I then introduced a source factory that reads a `DATA_SOURCE_TYPE` environment variable at startup and returns the appropriate ingestion class. This meant the switch from Splunk to UDP required no code changes in production — just a config update. I updated the environment configuration files across dev, pre-prod, and prod, and extended the local database schema to include the UDP-sourced Wi-Fi table for development and testing.
Throughout the refactor I kept the downstream refinement and occupancy aggregation pipeline entirely untouched, validating that device tracking, position smoothing, room assignment, and occupancy counts all behaved identically under the new source. I also added defensive parsing to the UDP ingestion class — malformed records are logged and skipped rather than crashing a run — and documented the full architecture and deployment process for the team.
Technologies used:
MS SQL Server — for the UDP-sourced Wi-Fi table, refined data, and occupancy outputs.
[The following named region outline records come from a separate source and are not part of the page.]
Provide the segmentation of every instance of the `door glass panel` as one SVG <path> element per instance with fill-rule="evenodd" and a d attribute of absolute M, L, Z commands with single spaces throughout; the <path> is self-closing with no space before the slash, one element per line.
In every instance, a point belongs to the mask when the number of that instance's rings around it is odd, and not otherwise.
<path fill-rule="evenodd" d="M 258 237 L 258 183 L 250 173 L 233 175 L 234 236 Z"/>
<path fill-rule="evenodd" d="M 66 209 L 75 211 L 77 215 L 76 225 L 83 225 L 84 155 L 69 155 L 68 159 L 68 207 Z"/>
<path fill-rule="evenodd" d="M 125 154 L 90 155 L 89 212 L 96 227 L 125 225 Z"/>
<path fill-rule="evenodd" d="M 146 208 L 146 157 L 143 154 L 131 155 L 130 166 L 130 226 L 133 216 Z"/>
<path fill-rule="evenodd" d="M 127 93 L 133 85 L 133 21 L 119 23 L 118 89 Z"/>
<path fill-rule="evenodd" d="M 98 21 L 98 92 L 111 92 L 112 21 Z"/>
pandas — for the shared DataFrame interface across ingestion sources.
Unified Data Platform — new primary data source, replacing Splunk.
Git — version control and branch-based review workflow.
Confluence — architecture documentation and handover notes.

03/
Key Features
Decoupled data ingestion from the processing pipeline, making the source swappable without downstream changes.
Built a new UDP ingestion path that reads from a SQL table and returns the same data shape as the legacy Splunk source.
Introduced a source factory controlled by a single environment variable — no code changes needed to switch sources.
Preserved full Splunk functionality as a deprecated fallback for safe rollback.
Added defensive parsing to UDP ingestion, logging and skipping malformed records rather than failing a run.
Extended local database schema and updated environment configs across dev, pre-prod, and prod.
Documented the full architecture, deployment checklist, and rollback steps for the team.